Machine Learning-Driven Multi-Emission Fluorescence Array for Simultaneous Size Discrimination and Quantification of Gold Nanoparticles.
Journal:
Analytical chemistry
Published Date:
Jul 1, 2025
Abstract
Gold nanoparticles (AuNPs) exhibit size-dependent environmental behaviors and bioaccumulation risks, necessitating precise characterization of their hydrodynamic dimensions and concentrations for toxicity assessment. Existing analytical platforms are limited in their ability to perform efficient multidimensional analysis due to time-consuming procedures and the reliance on large, costly equipment. Herein, we developed a multiemission fluorescence sensing array that assisted with machine learning analysis for the simultaneous size discrimination and quantification of AuNPs. The sensor integrates europium-doped ZnS quantum dots encapsulated in bovine serum albumin (BSA-Eu:ZnS QDs) with an extreme random forest algorithm.
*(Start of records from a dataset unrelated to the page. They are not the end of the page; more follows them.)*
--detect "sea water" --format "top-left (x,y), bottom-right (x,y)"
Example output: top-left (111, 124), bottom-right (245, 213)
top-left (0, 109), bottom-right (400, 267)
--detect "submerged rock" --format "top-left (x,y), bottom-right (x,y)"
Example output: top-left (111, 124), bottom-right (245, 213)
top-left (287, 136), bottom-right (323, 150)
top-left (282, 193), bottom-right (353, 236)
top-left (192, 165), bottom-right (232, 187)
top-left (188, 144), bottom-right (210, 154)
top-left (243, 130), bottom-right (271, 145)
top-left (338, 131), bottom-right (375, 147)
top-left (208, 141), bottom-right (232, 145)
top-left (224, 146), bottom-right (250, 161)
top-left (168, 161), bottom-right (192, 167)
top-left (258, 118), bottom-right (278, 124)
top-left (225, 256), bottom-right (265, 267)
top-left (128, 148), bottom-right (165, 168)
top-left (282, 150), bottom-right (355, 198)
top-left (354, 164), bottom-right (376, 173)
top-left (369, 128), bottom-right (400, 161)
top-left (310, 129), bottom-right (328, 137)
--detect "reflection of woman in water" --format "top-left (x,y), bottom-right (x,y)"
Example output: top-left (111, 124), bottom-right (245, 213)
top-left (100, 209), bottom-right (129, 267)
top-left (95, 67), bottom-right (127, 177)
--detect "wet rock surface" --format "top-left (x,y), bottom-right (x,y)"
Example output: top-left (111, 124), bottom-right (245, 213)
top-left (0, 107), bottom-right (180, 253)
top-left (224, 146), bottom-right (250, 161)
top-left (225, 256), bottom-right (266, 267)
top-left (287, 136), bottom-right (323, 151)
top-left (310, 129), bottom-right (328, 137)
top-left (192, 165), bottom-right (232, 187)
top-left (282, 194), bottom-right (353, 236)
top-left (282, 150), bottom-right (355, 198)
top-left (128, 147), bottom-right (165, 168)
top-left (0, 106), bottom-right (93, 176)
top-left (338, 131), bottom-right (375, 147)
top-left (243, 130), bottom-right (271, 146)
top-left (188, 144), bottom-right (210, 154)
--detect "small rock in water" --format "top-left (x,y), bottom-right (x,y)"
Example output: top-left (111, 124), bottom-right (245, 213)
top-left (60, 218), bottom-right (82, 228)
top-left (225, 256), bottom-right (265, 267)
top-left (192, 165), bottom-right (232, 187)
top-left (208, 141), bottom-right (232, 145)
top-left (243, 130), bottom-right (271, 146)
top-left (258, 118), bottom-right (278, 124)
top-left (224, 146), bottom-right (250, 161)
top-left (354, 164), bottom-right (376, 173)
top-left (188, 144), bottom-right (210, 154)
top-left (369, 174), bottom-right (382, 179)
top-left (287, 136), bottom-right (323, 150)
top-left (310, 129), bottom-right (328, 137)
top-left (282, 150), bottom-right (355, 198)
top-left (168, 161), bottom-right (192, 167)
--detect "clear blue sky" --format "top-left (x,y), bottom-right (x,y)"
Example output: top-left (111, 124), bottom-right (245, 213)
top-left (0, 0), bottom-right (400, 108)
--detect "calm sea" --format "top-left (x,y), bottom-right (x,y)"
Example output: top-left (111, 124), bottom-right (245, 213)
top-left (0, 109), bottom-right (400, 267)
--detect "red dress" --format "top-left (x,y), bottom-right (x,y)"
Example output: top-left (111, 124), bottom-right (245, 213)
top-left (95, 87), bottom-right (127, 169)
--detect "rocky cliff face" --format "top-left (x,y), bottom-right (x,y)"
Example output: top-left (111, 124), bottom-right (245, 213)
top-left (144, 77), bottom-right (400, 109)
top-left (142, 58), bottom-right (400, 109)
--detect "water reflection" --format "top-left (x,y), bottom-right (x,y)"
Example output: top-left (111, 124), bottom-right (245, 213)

Upon incubation with AuNPs of different sizes, the triple emission channels (450/592/616 nm) showed distinct quenching patterns due to the inner filter effect. The ratiometric response (F/F) allowed for concentration quantification with a limit of detection (LOD) of 0.022 nM. Meanwhile, the triple-channel fingerprint enabled size discrimination using linear discriminant analysis and ExtraTrees algorithms. Notably, the discriminant model achieved 100% classification accuracy for 5-100 nm AuNPs based on feature machine learning analysis of spectral fingerprints. Validation using spiked environmental waters showed recovery rates of 90%-104%, demonstrating robustness against complex matrices. This sensing strategy offers significant potential for rapid nanomaterial characterization, enhanced analysis efficiency, and multidimensional data acquisition for environmental monitoring.